Worse was the pretense Obamacare wouldn't cost anyone anything. On the contrary, insisted President Obama, the "typical family" would save $2,500 on premiums every year.

Skeptics like me pointed out the obvious: You can't subsidize 30 million uninsured without someone paying something. Indeed, Gruber admits, Obamacare was a huge transfer of wealth -- which had to be hidden, because "if you had a law which ... made explicit that healthy people pay in and sick people get money, it would not have passed."

Remember: The whole premise of Obamacare was that it would help the needy, but if you were not in need, if you liked what you had, you would be left alone. Which is why Obama kept repeating -- Politifact counted 31 times -- that "if you like your plan, you can keep your plan."

But of course you couldn't, as millions discovered. Millions more were shocked when they discovered major hikes in their premiums and deductibles.

Obama knew the falsity of this claim as far back as February 2010 when, at a meeting with congressional leaders, he agreed millions would lose their plans.

It gets even worse. Last week, the Supreme Court agreed to hear a case claiming the administration is violating its own health care law, which specifies subsidies can be given only to insurance purchased on "exchanges established by the state." Just 13 states have set up such exchanges. Yet the administration is giving tax credits to plans bought on the federal exchange -- serving 37 states -- despite what the law says.

If the government loses, the subsidy system collapses and, with it, Obamacare itself. Which is why the administration is frantically arguing that "exchanges established by the state" is merely sloppy drafting, a kind of legislative typo.

Re-enter professor Gruber. On a separate video in a different speech, he explains: "If you're a state and you don't set up an exchange, that means your citizens don't get their tax credits." The legislative idea was to coerce states into setting up their own exchanges by otherwise denying their citizens subsidies.

This may have been a stupid idea, but it was no slip. And it's the law, as written, as enacted and intended. It can be changed by Congress only, not by the Executive. Which is what the plaintiffs are saying.

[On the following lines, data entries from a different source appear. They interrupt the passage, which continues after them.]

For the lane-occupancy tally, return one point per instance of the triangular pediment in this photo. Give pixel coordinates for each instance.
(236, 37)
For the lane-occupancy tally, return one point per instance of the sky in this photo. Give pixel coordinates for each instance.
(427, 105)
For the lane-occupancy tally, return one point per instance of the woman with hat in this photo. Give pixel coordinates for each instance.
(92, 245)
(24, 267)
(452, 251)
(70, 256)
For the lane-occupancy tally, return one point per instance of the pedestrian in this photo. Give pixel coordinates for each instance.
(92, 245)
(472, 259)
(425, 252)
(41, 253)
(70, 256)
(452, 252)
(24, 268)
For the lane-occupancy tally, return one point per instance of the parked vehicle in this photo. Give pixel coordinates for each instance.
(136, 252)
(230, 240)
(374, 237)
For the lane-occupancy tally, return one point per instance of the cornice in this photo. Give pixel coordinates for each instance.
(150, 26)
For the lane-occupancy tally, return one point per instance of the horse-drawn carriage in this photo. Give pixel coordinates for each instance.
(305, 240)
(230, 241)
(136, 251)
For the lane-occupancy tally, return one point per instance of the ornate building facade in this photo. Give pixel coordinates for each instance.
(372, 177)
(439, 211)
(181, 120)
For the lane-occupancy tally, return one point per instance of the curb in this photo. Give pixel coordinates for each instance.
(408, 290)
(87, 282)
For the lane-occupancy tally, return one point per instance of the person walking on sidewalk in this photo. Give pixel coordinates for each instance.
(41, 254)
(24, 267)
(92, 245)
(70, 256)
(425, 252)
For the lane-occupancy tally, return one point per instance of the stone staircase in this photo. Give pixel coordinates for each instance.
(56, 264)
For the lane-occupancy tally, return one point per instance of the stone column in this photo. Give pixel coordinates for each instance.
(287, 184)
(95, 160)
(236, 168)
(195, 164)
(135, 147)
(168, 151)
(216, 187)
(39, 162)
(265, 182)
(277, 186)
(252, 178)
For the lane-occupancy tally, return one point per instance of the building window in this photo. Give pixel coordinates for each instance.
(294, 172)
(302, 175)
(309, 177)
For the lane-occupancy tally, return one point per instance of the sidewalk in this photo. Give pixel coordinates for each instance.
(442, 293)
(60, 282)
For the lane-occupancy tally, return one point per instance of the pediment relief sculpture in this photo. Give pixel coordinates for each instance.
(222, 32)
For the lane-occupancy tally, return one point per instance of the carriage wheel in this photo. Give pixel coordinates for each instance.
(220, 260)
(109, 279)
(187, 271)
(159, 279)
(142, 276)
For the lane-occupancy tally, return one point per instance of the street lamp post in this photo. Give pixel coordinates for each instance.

It's refreshing "the most transparent administration in history," as this administration fancies itself, should finally display candor about its signature social change. Inadvertently, of course. But now we know what lay behind Obama's smooth reassurances -- the arrogance of an academic liberalism that rules in the name of a citizenry it mocks, disdains and deliberately, contemptuously deceives.